My approach lately, in a corporate env, has been to use Opus 4.8 for planning and GPT 5.5 for execution. I think this is a good balance, as Opus (and Fable) tend to have a wider aperture and seem better at realizing downstream effects (like updating tests, docs, etc) that GPT sometimes misses.
On the other hand, GPT feels much more consistent and direct with execution, where Opus might fade or timeout because Anthropic's servers are on fire at 2pm on a Monday, or take longer than necessary burning tokens for the same result. GPT seems more consistent and dots all the i's, etc.

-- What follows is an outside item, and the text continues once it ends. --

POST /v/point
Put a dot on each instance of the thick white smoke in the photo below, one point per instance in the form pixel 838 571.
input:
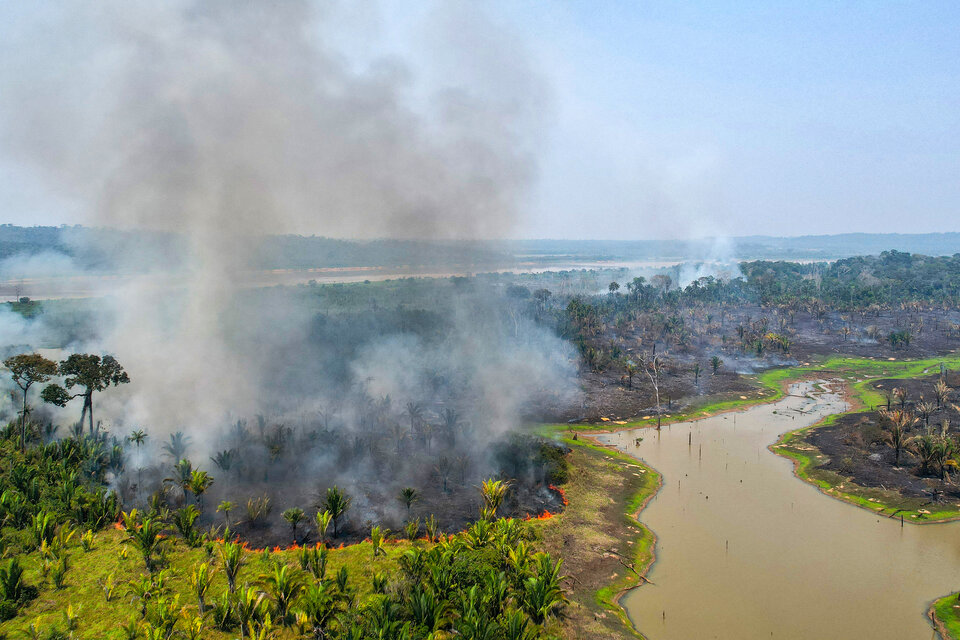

I was trying Fable for execution and noticed a fair bit of what looked like thrashing or farting around rewriting tests that it just made which were failing, which didn't give me a lot of confidence. But the final result was clean, just a longer path to get there.
I then like to have GPT or Opus review my PR for any issues before I spend time reading the output. This usually surfaces some stuff to tweak, but with Fable it was coming back clean. Again, this was a small window of normal usage for a few days, but some interesting takeaways.
If Fable doesn't come back it's not the end of the world for me and in some ways I prefer a bit more of an antagonistic relationship. It makes a nice in-road to reasoning about the code and how I might want restructure things. This is a bit harder when the code is "bug free" except for subtle or architectural decisions you can overlook, but I find if I sweat the architecture early on, anything beneath that is compartmentalized and stays trivial to fix.
Do you have an in-between step when you go from planning to execution? Eg. have a PLAN.md file you then ask the execution model to implement.